The Character tab is a separate top-level tab that contains the following sub-tabs:

Character

Parameters that define the character used in the Chat tab when "chat" or "chat-instruct" are selected under "Mode".

  • Character: A dropdown menu where you can select from saved characters, save a new character (💾 button), and delete the selected character (🗑️). The Restore character button resets the character to its last saved state.
  • Character's name: The bot name as it appears in the prompt.
  • Context: A string that is always at the top of the prompt. It never gets truncated. It usually defines the bot's personality and some key elements of the conversation.
  • Greeting: An opening message for the bot. When set, it appears whenever you start a new chat.
  • Character picture: A profile picture for the bot. To make it apply, you need to save the bot by clicking on 💾.
  • Your picture: Your profile picture. It will be used in all conversations.

Note: the following replacements take place in the context and greeting fields when the chat prompt is generated:

  • {{char}} and <BOT> get replaced with "Character's name".
  • {{user}} and <USER> get replaced with "Your name".

So you can use those special placeholders in your character definitions.
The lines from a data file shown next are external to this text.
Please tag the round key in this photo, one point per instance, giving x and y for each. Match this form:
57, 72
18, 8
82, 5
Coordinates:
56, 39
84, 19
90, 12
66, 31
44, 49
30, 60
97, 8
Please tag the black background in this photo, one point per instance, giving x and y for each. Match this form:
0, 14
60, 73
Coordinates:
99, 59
They are commonly found in TavernAI character cards.

User

Allows you to create and manage user profiles.

  • User: A dropdown to select, save (💾), or delete (🗑️) user profiles.
  • Name: Your name as it appears in the prompt.
  • Description: An optional description of yourself that can be referenced in conversations.

Chat history

In this tab, you can download the current chat history in JSON format and upload a previously saved chat history.

When a history is uploaded, a new chat is created to hold it. That is, you don't lose your current chat in the Chat tab.

Upload character

YAML or JSON

Allows you to upload characters in the YAML format used by the web UI, including optionally a profile picture.

TavernAI PNG

Allows you to upload a TavernAI character card. It will be converted to the internal YAML format of the web UI after upload.